By Kathryn Hickok
During the past 18 months, parents have taken a hard look at their children’s schools and considered whether or not their students’ educational needs were being met. This experience has led many families to make different education choices this year besides their assigned district public schools.
Traditional public schools, public charter schools, magnet schools, online learning, private and parochial schools, homeschooling—and now micro schools and pods—are all paths to success for K-12 students. Empowering parents to choose among many options can unlock the unique potential of every child. More than half the states in the U.S. currently give families this power through educational choice programs.
A RealClear Opinion Research poll released in June found that 74% of registered voters now support school choice, defined as “giv[ing] parents the right to use the tax dollars designated for their child’s education to send their child to the public or private school which best serves their needs.” This is a substantial change in public opinion since early 2020.
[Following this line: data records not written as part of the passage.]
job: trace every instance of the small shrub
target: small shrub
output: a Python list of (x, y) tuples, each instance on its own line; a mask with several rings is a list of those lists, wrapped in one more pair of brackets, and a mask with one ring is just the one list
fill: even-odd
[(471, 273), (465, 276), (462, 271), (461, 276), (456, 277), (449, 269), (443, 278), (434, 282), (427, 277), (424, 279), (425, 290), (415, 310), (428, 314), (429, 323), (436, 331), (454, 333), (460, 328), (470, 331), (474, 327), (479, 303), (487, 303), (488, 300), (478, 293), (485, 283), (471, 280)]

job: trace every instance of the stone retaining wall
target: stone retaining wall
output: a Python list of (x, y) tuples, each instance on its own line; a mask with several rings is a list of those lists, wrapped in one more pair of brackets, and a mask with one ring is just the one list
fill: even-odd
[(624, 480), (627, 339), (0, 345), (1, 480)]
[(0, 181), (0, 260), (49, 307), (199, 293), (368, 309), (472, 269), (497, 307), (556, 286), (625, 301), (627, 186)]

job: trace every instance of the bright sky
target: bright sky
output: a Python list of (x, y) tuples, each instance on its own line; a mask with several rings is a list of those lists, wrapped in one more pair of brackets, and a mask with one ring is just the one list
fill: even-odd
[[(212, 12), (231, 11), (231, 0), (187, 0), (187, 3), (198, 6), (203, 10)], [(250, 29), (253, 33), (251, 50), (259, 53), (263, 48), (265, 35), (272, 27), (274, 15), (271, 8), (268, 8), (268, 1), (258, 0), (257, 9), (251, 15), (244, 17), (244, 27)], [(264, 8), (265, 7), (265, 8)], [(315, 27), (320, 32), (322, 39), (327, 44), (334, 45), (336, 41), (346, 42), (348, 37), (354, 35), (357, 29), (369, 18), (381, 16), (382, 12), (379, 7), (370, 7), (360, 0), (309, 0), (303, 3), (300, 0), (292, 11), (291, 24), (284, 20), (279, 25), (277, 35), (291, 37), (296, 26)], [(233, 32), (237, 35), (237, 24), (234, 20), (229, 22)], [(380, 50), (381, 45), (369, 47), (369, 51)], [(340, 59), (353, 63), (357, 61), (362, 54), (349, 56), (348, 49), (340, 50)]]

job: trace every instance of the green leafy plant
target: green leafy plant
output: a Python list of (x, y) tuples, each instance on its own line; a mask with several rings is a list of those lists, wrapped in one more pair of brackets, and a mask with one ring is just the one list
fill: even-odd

As Oregon moves forward from the pandemic school closures, policymakers must recognize that each family should be able to find the right fit for their students to learn effectively and safely. All options should be valued, and education policies should promote parents’ ability to choose among them to help their children learn.
Kathryn Hickok is Executive Vice President at Cascade Policy Institute, Oregon’s free market public policy research organization, and Director of Cascade’s Children’s Scholarship Fund-Oregon program. CSF-Oregon has provided private scholarships worth more than $3.5 million to lower-income Oregon children to help them attend tuition-based elementary schools since 1999.